Lors des débats de jeudi, l’agression de Zurich était dans les esprits de tous les élus. «L’acte violent et antisémite, commis par un adolescent de 15 ans radicalisé, nous a laissés bouche bée», a commencé Samira Marti. La coprésidente du groupe socialiste a rappelé que la communauté juive soutenait la motion, alors que Jonathan Kreutner, secrétaire général de la Fédération suisse des communautés israélites (FSCI), suivait le débat depuis la tribune réservée au public.
Le chef du groupe PLR au parlement Damien Cottier, rapporteur du texte aux côtés de Samira Marti, a adressé un message de solidarité à la communauté juive de Zurich et de Suisse. Il a cité les chiffres de la Cicad (Coordination intercommunautaire contre l’antisémitisme et la diffamation): celle-ci a recensé 944 actes antisémites en 2023 en Suisse romande, soit 68% de plus par rapport à l’année précédente. «Ces actes se multiplient depuis les attentats du Hamas et la réaction israélienne qui cause une souffrance hors de proportion à Gaza», a-t-il souligné. La motion, issue de la Commission des institutions politiques, cible les points faibles du dispositif suisse actuel. «Une stratégie nationale assurera la cohérence et la complémentarité des actions nationales, cantonales et communales. Elle ne visera pas seulement l’antisémitisme mais toutes les formes de racisme», a défendu le Neuchâtelois Damien Cottier, qui juge les actions ponctuelles insuffisantes.
«Ces actes se multiplient depuis les attentats du Hamas et la réaction israélienne» DAMIEN COTTIER, CHEF DU GROUPE PLR AU CONSEIL NATIONAL
L’UDC s’oppose
Les arguments des élus socialiste et libéral-radical ont rencontré une vaste adhésion de tous, à l’exception de l’UDC. Le conseiller national Andreas Glarner, représentant de la minorité contre ce texte, a justifié sa position: «Tant que notre pays n’arrive pas à nommer le nouvel antisémitisme, ces actions sont vaines.» Selon l’élu de Glaris, «les antisémites actuels abordent des keffiehs palestiniens». Plus largement, le conseiller national s’en est pris au Parti socialiste, aux Vert·e·s et aux étrangers, demandant de renvoyer les personnes sans-papiers. «Il vaudrait mieux installer des barrières aux frontières plutôt que de se battre contre des antisémites», a jugé Andreas Glarner.

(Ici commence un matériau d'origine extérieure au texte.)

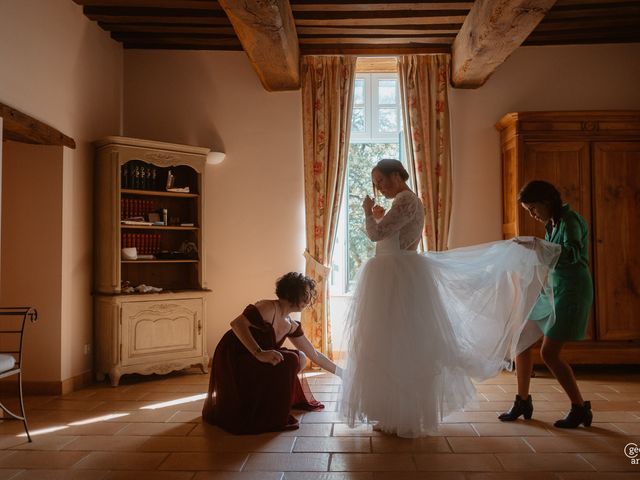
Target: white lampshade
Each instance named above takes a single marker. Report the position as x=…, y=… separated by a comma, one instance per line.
x=214, y=158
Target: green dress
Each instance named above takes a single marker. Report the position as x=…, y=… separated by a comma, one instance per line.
x=570, y=280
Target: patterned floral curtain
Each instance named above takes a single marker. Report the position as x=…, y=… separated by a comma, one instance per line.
x=327, y=96
x=424, y=82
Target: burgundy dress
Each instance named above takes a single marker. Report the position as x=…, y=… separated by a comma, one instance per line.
x=249, y=396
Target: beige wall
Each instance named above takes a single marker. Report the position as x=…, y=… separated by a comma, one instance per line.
x=31, y=246
x=62, y=69
x=254, y=203
x=600, y=77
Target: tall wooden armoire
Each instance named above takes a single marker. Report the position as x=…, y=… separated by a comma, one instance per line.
x=593, y=157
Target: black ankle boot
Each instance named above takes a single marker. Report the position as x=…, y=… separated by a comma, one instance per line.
x=520, y=407
x=579, y=414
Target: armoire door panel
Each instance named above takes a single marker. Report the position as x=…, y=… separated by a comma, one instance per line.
x=564, y=164
x=616, y=192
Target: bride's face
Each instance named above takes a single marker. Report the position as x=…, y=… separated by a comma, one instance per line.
x=387, y=185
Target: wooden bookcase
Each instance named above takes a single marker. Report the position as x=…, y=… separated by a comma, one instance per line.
x=593, y=157
x=149, y=332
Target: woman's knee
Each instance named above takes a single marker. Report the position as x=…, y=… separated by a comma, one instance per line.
x=549, y=355
x=303, y=361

Elisabeth Baume Schneider, conseillère fédérale chargée du Département de l’intérieur, a peu apprécié les propos du conseiller national UDC: «Je me permets d’affirmer que l’antisémitisme vient de tous les milieux, personne ne peut se prévaloir de son absence dans ses rangs.» Venue défendre le soutien du Conseil fédéral à la motion, elle dit vouloir renforcer le travail de déconstruction des préjugés. Une nécessité, juge la ministre: «Le nombre de personnes relatant avoir été victimes de discrimination raciale en Suisse a presque doublé depuis 2010. Ce n’est pas un phénomène marginal, mais structurel. Nous devons tout faire pour que ce qui s’est passé à Zurich ne se reproduise pas.»